XBio:D Roadmap

From xBio:D Wiki
Revision as of 12:56, 3 October 2018 by Nfj (talk | contribs)
Jump to navigation Jump to search

The Database

The core of the database is information found on the specimen labels: this includes place of collection, time of collection, who did the collecting, how the specimens were collected, the identification of the specimen. This is all linked together using the unique identifier for each specimen (the collecting unit ID). This ID then links to any information on where the specimen is deposited and any images (or other media) of the specimen. The database also stores information on the published literature.


IPT

The data in the database are publically available through our own portals. Additionally, the data are supposed to be regularly harvested and cached by data aggregators. These include the Global Biodiversity Information Facility (GBIF), iDigBio (iDigBio), and the SCAN network (SCAN). These aggregators do this by connecting to resources made available with the Integrated Publishing Toolkit (IPT), a Java program produced by GBIF. The scheme is that the database, at regular weekly intervals, produces a Darwin Core (DwC) file that contains the information we are sharing. Each resource we make available has a separate DwC file. We have, or intend to have anyway, a couple dozen such resources.


Specimage

First, this app is intended to be pronounced "spess-ee-maj", a mashup of the words "specimen" and "image." Fundamentally, this is simply an image management system. It differs from similar commercially available programs in that the specimen seen in each image is linked to its collecting unit ID. This ID then provides access to all of the information in the core database that is associated with that specimen. Specimage also has an upload function to add new images. During that process a thumbnail and a web-friendly JPG version of the original image are produced, and the user specifies the license under which the image may be distributed. The core database contains only pointers to the location of the actual images.


HOL

HOL - Hymenoptera On Line - is intended as a generic portal to the data we have. Text entered into the search box is interpreted in as many ways as possible: as a specimen ID, as the name of an organism, as a place name, as a person's name, etc. The results from these various options are presented as a series of tabs. Within each tab are expandable sections for predefined categories of information. Wildcards are accepted (% and _) as text input. Most of the information is live, i.e., directly extracted from the database and therefore as current as possible. Some summary information, however, is collated weekly and so may be slightly out-of-date.

OJ_Break API

OJ_Break is the name of the API used to interact with many (ultimately all!) of the web-based data portals. The output of OJ_Break are JSON objects that can then be parsed and formatted for display by Javascript code in the webpage.

bioguid.osu.edu

The Biodiversity Informatics Standards group (TDWG) has set up and maintains (???) a vocabulary for the basic kinds of information that we share.
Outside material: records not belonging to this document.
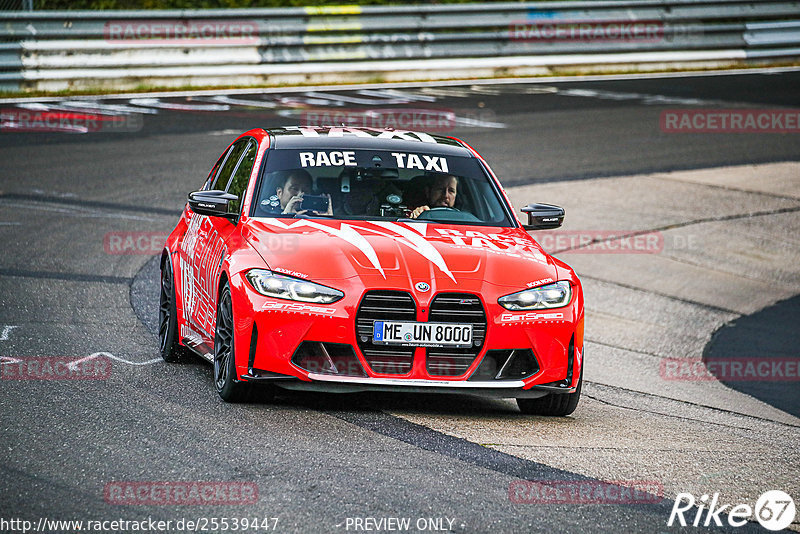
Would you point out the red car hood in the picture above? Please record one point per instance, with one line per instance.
(394, 254)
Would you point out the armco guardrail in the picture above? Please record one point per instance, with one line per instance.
(123, 49)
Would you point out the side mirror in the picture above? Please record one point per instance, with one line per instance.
(543, 216)
(213, 203)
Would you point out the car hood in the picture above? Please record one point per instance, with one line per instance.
(400, 255)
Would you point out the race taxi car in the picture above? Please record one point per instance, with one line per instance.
(348, 259)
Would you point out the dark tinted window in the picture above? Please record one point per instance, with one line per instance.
(223, 177)
(241, 176)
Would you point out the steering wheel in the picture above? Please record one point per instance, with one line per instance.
(423, 215)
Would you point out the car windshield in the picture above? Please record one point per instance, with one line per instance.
(378, 185)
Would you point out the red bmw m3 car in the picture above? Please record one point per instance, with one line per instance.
(349, 259)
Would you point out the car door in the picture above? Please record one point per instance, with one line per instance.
(212, 234)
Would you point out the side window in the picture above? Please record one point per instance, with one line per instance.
(213, 173)
(224, 174)
(241, 175)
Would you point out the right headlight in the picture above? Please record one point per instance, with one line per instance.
(280, 286)
(555, 295)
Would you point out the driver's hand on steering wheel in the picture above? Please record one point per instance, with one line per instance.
(417, 212)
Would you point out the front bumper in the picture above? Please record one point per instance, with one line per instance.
(270, 334)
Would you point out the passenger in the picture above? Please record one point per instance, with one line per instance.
(441, 193)
(288, 197)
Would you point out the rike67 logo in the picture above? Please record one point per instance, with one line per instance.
(774, 510)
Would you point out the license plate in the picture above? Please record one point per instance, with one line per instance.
(408, 334)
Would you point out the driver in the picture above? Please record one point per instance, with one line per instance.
(288, 197)
(441, 193)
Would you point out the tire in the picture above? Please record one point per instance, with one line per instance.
(171, 349)
(229, 388)
(553, 404)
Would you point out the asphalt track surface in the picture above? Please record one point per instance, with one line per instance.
(318, 460)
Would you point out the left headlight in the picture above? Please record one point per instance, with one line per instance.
(555, 295)
(280, 286)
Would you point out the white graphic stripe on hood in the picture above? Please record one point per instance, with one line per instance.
(345, 232)
(417, 243)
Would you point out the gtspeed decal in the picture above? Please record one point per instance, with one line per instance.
(528, 317)
(289, 272)
(297, 307)
(413, 161)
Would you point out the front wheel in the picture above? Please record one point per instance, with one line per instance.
(229, 388)
(553, 404)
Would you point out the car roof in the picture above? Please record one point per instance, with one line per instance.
(345, 137)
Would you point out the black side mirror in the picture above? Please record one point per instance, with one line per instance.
(213, 203)
(543, 216)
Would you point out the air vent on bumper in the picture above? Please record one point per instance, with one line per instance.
(511, 364)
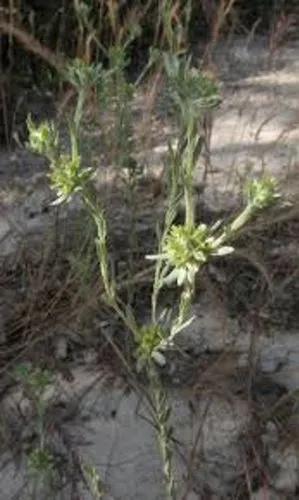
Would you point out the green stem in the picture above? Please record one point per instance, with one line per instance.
(164, 429)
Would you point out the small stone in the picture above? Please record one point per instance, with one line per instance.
(272, 358)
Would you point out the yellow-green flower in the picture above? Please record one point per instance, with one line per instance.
(150, 337)
(43, 138)
(68, 177)
(187, 248)
(262, 193)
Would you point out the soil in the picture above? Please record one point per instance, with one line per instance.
(234, 379)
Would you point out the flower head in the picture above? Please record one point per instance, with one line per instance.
(187, 249)
(68, 177)
(150, 338)
(43, 138)
(262, 193)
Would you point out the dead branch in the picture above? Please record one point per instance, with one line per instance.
(30, 43)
In some of the data portals (e.g., HNS) we have the option of delivering the information in RDF. The domain bioguid.osu.edu is intended as a resolution mechanism for the (hopefully) globally unique identifiers that we support. In its original formulation TDWG recommend the use of life sciences identifiers (LSIDs) as the format for these identifiers. The community has now generally abandoned that format, and instead opted for stable URLs. The resolver software should be able to handle both formats. Unfortunately, bioguid.osu.edu presently seems to be offline.

HNS

HNS is the Hymenoptera Name Server (HNS). Its function is to provide basic information associated with a taxonomic name. The code for this portal is actually compiled and stored within the database itself. It does not make use of the OJ_Break API.

osuc-mgr

The osuc-mgr (database manager) is a set of forms used to enter or edit information within the database. It is protected by a username/password combination, and roles for different users are specified. It uses the OJ_Break API. This app is designed for entering/editing individual pieces of information. For batch input of specimen information see the description of DEA below. Information in the database may be edited in osuc-mgr, but not deleted outright.

DEA

DEA, the Digital Entry Assistant (DEA), is intended as a means of batch upload of specimen collecting data. Users first transcribe specimen data into an Excel spreadsheet (template provided). Each row in the spreadsheet is a different specimen, and the columns are the attributes to be associated with the specimen. This spreadsheet is then used as the input to DEA. DEA is a set of Python scripts written in Django framework. Internally, a mySQL database stores information about data set uploads, status, etc. DEA takes the input, parses it, and then checks to see if the individual pieces of attribute data (such as the country in which a specimen was collected) are already in the database. If not, then the user is prompted to enter those missing pieces (via osuc-mgr). When all instances of missing data are resolved, DEA then manages the upload and proper storage of all of the information.